Minggu, 16 Mei 2010

Perilaku Politik di Tempat Kerja

Pasca Orde Baru, terdapat fenomena unik pada diri NU dalam hal berpolitik. Perubahan peta sosial-politik pada masa ini direspon NU dengan cara, salah satunya, menggagas sebuah partai politik yang kemudian ditindaklanjuti dengan pembentukan panitia kecil dalam rangka merumuskan pembentukan partai politik tersebut. Lahirlah Partai Kebangkitan Bangsa (PKB). Karena alasan integralitas wadah penyaluran aspirasi warga NU, PKB lantas diklaim sebagai satu-satunya sayap politik resmi milik warga NU. Sebelumnya, nama yang diusulkan PBNU adalah Partai Kebangkitan Umat (PKU) (Faisal Ismail, 1999: 35; Kuntowijoyo, 1999: 27).

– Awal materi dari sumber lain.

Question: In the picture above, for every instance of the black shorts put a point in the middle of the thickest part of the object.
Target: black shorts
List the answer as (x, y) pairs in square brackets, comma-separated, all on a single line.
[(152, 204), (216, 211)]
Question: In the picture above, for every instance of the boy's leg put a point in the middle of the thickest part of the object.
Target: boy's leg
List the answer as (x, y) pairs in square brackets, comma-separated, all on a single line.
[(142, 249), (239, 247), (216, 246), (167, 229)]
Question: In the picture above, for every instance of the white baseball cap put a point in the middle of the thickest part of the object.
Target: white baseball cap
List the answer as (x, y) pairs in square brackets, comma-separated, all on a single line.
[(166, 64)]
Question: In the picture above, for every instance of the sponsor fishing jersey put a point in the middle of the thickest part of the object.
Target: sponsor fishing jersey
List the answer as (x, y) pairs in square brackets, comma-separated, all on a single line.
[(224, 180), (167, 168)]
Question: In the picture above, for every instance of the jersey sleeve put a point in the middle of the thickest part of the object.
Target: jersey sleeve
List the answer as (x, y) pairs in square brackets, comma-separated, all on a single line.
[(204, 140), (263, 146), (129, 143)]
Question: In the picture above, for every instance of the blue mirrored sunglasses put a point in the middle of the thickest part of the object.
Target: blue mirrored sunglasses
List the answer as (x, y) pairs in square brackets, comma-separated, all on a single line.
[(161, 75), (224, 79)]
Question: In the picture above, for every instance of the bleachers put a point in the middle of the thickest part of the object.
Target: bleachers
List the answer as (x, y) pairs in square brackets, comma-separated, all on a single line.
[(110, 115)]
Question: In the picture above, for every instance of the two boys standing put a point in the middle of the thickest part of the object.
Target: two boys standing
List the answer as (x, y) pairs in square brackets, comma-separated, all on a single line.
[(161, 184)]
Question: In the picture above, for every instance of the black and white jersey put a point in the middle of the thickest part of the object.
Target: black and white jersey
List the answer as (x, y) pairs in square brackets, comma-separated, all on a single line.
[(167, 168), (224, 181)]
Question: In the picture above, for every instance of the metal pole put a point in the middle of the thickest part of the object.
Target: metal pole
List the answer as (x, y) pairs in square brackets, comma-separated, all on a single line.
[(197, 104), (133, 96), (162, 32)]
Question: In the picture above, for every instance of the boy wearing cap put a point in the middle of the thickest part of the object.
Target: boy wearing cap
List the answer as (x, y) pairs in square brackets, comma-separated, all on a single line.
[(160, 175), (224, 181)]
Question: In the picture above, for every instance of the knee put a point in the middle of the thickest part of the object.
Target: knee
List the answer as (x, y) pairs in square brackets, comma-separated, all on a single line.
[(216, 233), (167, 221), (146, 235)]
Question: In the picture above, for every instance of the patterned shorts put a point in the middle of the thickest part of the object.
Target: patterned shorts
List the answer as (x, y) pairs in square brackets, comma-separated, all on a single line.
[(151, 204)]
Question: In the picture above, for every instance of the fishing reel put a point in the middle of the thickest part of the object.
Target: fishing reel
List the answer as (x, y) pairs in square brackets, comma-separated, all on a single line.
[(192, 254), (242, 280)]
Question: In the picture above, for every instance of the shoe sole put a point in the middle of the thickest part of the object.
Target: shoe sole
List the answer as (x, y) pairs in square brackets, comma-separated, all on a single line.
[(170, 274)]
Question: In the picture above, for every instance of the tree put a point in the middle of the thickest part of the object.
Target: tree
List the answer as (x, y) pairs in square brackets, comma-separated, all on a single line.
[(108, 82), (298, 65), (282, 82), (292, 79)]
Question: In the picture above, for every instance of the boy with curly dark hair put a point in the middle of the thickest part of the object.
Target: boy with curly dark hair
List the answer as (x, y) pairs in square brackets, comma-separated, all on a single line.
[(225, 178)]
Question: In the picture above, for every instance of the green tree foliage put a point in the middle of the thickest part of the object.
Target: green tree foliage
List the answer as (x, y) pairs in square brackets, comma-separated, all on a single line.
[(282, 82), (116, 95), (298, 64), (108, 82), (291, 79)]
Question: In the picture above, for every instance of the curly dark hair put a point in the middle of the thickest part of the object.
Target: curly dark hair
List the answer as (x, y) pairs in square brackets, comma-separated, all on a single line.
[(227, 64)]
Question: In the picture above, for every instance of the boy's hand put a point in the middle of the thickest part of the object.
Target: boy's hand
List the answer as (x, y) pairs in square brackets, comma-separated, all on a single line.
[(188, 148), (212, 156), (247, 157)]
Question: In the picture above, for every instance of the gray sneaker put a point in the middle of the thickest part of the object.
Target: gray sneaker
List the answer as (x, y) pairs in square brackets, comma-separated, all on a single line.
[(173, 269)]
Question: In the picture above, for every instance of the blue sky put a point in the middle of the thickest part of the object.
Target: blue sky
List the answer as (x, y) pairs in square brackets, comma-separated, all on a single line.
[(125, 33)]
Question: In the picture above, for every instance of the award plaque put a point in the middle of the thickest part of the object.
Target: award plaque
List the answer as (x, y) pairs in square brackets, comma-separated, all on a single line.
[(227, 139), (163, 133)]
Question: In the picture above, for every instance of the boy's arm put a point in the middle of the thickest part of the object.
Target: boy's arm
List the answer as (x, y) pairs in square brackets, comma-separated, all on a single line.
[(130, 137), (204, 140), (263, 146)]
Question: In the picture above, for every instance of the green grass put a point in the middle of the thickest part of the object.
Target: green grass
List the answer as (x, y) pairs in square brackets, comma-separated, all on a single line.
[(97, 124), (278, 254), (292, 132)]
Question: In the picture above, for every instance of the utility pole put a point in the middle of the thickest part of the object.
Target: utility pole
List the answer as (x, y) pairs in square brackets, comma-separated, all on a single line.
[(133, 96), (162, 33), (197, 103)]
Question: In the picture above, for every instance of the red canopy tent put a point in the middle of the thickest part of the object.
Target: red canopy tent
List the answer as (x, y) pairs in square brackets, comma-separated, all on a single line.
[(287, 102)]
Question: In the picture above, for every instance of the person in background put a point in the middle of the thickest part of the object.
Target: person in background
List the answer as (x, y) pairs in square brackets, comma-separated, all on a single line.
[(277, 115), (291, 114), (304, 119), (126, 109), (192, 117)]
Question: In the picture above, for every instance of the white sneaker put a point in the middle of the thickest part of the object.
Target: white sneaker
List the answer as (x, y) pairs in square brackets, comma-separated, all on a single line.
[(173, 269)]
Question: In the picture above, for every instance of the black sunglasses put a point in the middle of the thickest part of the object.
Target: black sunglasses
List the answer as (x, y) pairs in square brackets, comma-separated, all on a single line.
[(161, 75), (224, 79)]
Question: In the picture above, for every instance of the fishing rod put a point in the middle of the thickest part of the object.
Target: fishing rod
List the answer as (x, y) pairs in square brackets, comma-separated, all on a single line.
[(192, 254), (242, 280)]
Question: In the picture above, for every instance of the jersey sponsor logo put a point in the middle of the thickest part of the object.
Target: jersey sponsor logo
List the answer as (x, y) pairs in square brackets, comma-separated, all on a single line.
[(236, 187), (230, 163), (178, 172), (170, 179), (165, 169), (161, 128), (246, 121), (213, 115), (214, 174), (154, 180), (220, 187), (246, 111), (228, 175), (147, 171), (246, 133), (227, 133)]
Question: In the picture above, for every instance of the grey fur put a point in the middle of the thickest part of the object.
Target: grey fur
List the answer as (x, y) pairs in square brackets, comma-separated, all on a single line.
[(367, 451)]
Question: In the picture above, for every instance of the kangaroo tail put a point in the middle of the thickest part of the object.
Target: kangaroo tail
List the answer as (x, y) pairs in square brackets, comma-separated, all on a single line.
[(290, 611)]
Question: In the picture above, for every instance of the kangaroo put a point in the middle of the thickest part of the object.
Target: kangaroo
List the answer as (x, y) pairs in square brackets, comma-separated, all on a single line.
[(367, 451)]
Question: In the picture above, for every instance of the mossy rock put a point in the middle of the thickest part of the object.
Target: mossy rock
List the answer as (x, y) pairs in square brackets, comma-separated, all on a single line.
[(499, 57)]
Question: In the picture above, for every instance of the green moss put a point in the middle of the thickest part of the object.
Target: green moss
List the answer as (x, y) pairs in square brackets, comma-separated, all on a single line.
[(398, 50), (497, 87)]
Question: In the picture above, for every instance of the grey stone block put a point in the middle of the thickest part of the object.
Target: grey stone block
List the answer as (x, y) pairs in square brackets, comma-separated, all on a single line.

Kalau dicermati dengan seksama, tindakan para tokoh NU ini cukup mengindikasikan adanya kecenderungan pergeseran sikap, orientasi dan bahkan perilaku politik (political action) pada diri NU. Kalau selama ini pola perilaku politik NU bercorak kultural (cultural oriented) dengan fokus gerakan pada pembelaan dan pemberdayaan masyarakat, kini perilaku politik NU kian menampakkan wajahnya yang struktural (structural oriented). Ali Maschan Moesa (Jawa Pos, 12 Oktober 2002) menyatakan bahwa pergeseran perilaku politik ini bisa dilihat dari peran politik NU yang independen dan oposan menjadi partisan, dan dari partai politik kerakyatan menjadi politik kekuasaan. Meski pergeseran perilaku politik ini lebih bersifat personal atau komunal dalam NU sendiri bukan secara institusional yang melibatkan organisasi, dalam prakteknya susah dipisahkan antara keduanya. Karena tindakan personal atau kelompok yang dilakukan oleh tokoh-tokoh NU selalu mengusung simbol-simbol keorganisasian NU, baik secara langsung maupun tidak langsung.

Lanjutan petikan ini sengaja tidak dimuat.